This is how I feel today:
ie: not like writing. However, as novelist Anne Tyler famously said: “If I waited till I felt like writing, I’d never write at all”. Writing’s like going for a walk – if you’re basically lazy and apathetic you never want to do it – but you feel a whole lot better when you have.
So, I thought I might explain all these witches. You may have noticed my little icon/gravatar thingy, which is a picture of a blue stuffed witch. I found her on Morguefile, along with the one in the red shawl and the one in the white blouse, on broomsticks. I’m guessing, from the tartan woolly socks a-dangle in the background that they must have been in some Ye Olde Crafty Gifte Shoppe deep in the highlands of Scotland, but who knows.
I felt I needed a disguise, really. I don’t like me in photos, especially now when the Me looking back in the mirror no longer looks anything like the Me looking out through my eyes. And I quite liked the symbolism. I’ve always thought of fiction, poetry especially, as a kind of wizardry – spell-casting.
When I was young I was pretty average to look at – I mean, not Elephant Woman or anything – but I was horribly tall, thanks to my 6’ 4” father, which denied me the invisibility I longed for. “Head in the clouds,” my father used to say, “in more ways than one.” On my first day at infants’ school they put me in a class with seven year-olds. It was only when the teacher asked me to read something off the board and I couldn’t oblige that they realised there had been an administrative error. I was relegated, in disgrace, or so I felt, to the babies’ class. By which time the babies had made instant friends with one another and regarded me as some sort of incoming weirdo-freak.

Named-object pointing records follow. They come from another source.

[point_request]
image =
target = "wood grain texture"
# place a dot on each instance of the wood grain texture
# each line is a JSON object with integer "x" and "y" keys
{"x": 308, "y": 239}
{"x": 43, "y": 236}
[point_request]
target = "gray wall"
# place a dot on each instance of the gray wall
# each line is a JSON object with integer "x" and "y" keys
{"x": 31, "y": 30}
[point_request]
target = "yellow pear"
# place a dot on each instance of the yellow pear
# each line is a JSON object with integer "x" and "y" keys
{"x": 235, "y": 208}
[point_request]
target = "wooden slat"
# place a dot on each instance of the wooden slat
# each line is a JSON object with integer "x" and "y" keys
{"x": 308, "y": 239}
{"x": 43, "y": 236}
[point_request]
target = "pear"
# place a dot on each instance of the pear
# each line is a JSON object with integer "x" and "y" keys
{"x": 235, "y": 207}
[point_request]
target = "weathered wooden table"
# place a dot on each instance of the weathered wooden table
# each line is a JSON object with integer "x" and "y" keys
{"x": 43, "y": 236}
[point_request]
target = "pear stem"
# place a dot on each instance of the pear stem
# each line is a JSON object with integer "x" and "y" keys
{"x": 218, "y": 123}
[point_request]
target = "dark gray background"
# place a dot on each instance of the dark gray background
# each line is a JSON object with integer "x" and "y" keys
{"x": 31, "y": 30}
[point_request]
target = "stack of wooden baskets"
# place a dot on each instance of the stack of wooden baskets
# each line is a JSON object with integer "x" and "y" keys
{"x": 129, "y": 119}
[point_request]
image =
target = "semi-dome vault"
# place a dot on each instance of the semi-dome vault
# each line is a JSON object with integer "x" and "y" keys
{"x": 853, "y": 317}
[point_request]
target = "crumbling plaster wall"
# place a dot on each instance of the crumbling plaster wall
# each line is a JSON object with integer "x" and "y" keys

My immediate ancestors, according to the family tree, were nothing out of the ordinary – no marauding Barons or slyly philandering Dukes, just servant girls, washer-women, carpenters, gardeners and clerks. We were kind of rural, I suppose, and kind of poor, and we didn’t move about much just sort of stayed where we were, or moved a few villages away, to breed even more of us. The Vikings invaded us – well, kept on and on and on invading us – and a lot of us have Viking blood. I always suspected Vikings in my gene-pool, somewhere. I’d have made an excellent Viking.
In Viking times I would probably have been thought of as heroic – in strength and proportion, if not in valour, and might have found myself a good husband. I can’t help remembering a tale of a beauty contest at a ceilidh in the Hebrides, where a woman was considered utterly ravishing – synonymous with excellent breeding stock – if massive enough to run with a heifer under either arm.
I was never attractive to the opposite sex in a general way – never got a Valentine’s card, for instance; never got whistled at by builders; had to chase pretty hard for the few dates I actually got – the first one turned out to have been a dare – and by the time I got them I didn’t really want them. Circular logic, you see – the only man worth pursuing is the one who can never be caught.
But I did seem to be a hit with a few specialist segments of the population – chivalrous, lusty old men; frail, dependent old ladies; children with learning difficulties (I taught a class on teaching practice and was a big hit there, though heckled and pelted with elastic bands and screwed up balls of paper in other classes); terminal bores in pubs; the least popular three girls in any class; people everyone else laughs at behind their backs and strangers with scary psychological disturbances in need of someone to talk to.
I’ve also always seemed to attract what I now understand – didn’t at the time, since they hadn’t been invented – were spectrum or Asperger’s men; and an entire universe of stray and lonely cats, which homed in on me like heat-seeking missiles. So I married one of the former and became a serial adopter of the latter. Sensible, really.
Anyway, these witches. I actually had a story in mind about the two witches – the couple with the broomsticks, not my blue ‘gravatar’ witch, and how they came to be banished to a highland souvenir shop in the first place. But I see I have run out of space as usual, so that will have to wait for another post.
Ah, that feels better. Maybe I’ll go for that walk.